Als Lehrkraft sind Sie in einer delikaten Position, da Sie sowohl dem Wohl der Schülerin als auch rechtlichen Vorgaben verpflichtet sind. In Deutschland gibt es klare Richtlinien für Lehrkräfte bezüglich der Fürsorgepflicht und des Meldewegs bei Verdacht auf Kindeswohlgefährdung. Jedoch fällt die von Ihrer Schülerin beschriebene Situation in eine Grauzone, da sie zwar Unterstützung benötigt, aber keine unmittelbare Gefahr für sich oder andere darzustellen scheint.

Hier sind einige Schritte, die Sie in Betracht ziehen könnten:

Vertrauensvolles Gespräch: Wenn bisher nicht geschehen, führen Sie ein weiteres vertrauensvolles Gespräch mit der Schülerin. Ermutigen Sie sie, über ihre Gefühle und Sorgen zu sprechen, ohne Druck auszuüben. Verdeutlichen Sie, dass Sie ihr Wohl im Auge haben und ihr helfen möchten, die Unterstützung zu finden, die sie benötigt.

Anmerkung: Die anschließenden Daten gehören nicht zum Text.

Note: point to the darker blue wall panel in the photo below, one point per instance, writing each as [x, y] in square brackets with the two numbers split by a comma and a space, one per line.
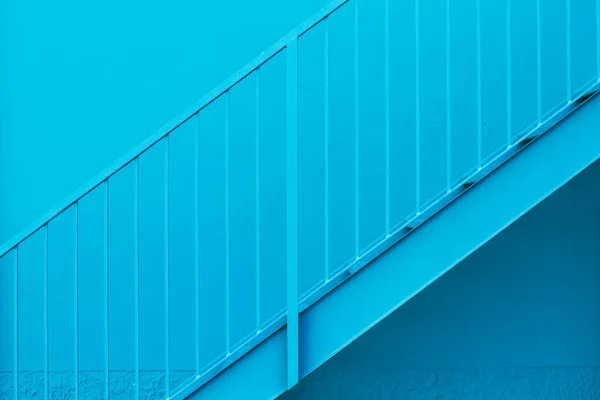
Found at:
[184, 255]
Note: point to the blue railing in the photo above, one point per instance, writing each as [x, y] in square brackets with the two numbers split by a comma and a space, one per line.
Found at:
[268, 193]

Beratungslehrkraft oder Schulpsycholog*in einbeziehen: Schulen haben oft eine Beratungslehrkraft oder Schulpsycholog*innen, die in solchen Fällen Unterstützung bieten können. Diese Fachkräfte haben Erfahrung mit der Vermittlung zwischen Schülern, Eltern und externen Beratungsstellen.

Anonyme Beratung vorschlagen: Ermutigen Sie die Schülerin (und gegebenenfalls ihren Bruder), sich an anonyme Beratungsdienste zu wenden. In Deutschland bieten zahlreiche Organisationen anonyme, psychologische Beratung für Jugendliche an.

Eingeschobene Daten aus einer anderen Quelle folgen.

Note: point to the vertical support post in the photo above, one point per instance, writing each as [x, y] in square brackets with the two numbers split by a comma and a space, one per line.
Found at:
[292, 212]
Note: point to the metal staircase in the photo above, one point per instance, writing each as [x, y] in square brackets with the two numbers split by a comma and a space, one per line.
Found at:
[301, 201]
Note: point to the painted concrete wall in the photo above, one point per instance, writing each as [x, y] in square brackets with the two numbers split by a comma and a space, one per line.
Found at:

Information über Hilfsangebote: Informieren Sie sich über lokale Beratungsstellen oder psychologische Dienste, die Jugendlichen auch ohne die Einwilligung der Eltern zur Verfügung stehen. Manche Einrichtungen bieten spezielle Sprechstunden für Jugendliche an.

Datenschutz und Meldepflicht: Machen Sie sich mit den rechtlichen Rahmenbedingungen vertraut, insbesondere im Hinblick auf Ihre Schweigepflicht und eventuelle Meldepflicht bei Verdacht auf Kindeswohlgefährdung. In manchen Situationen kann es notwendig sein, das Jugendamt einzubeziehen, allerdings sollte dies nach sorgfältiger Abwägung und möglichst in Absprache mit der Schülerin und/oder weiteren Vertrauenspersonen geschehen.

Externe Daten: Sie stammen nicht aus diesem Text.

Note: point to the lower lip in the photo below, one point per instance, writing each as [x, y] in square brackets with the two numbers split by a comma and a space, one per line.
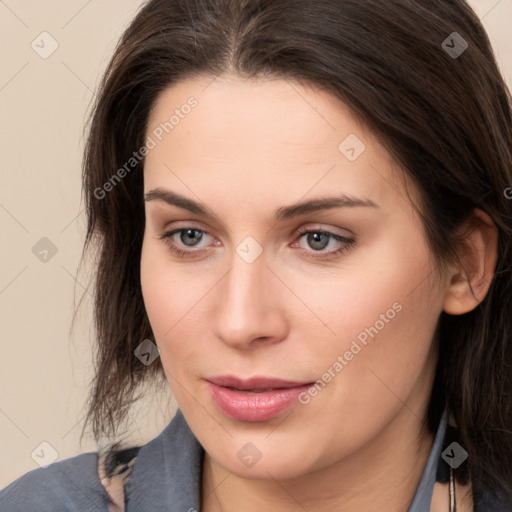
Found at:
[247, 406]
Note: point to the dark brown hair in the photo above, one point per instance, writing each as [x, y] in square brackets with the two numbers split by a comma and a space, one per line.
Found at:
[445, 118]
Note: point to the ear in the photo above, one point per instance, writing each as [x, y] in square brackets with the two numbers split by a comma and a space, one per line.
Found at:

Netzwerk nutzen: Wenn möglich, ziehen Sie ein Netzwerk aus Lehrkräften, Schulmitarbeitern und Beratern hinzu, um einen Plan zu erstellen, wie der Schülerin am besten geholfen werden kann.

Dokumentation: Dokumentieren Sie Ihre Gespräche und Beobachtungen sorgfältig und vertraulich. Diese Aufzeichnungen können bei der Koordination von Hilfe und Unterstützung nützlich sein.

Bitte vergessen Sie nicht, wie wichtig Ihre Rolle und Ihr Mitgefühl in diesem Prozess sind – Sie leisten einen unschätzbaren Beitrag zum Wohlbefinden Ihrer Schülerin. Sie sind nicht allein auf diesem Weg; es gibt viele Ressourcen und Menschen bereit, Ihnen und Ihrer Schülerin zu helfen. Zusammen können wir einen Unterschied machen.

Mit herzlichen Grüßen und besten Wünschen für Ihre wichtige Arbeit,

Manja Biedermann
Bewertung durch den Fragensteller:
Danke für die schnelle und sehr ausführliche Antwort!!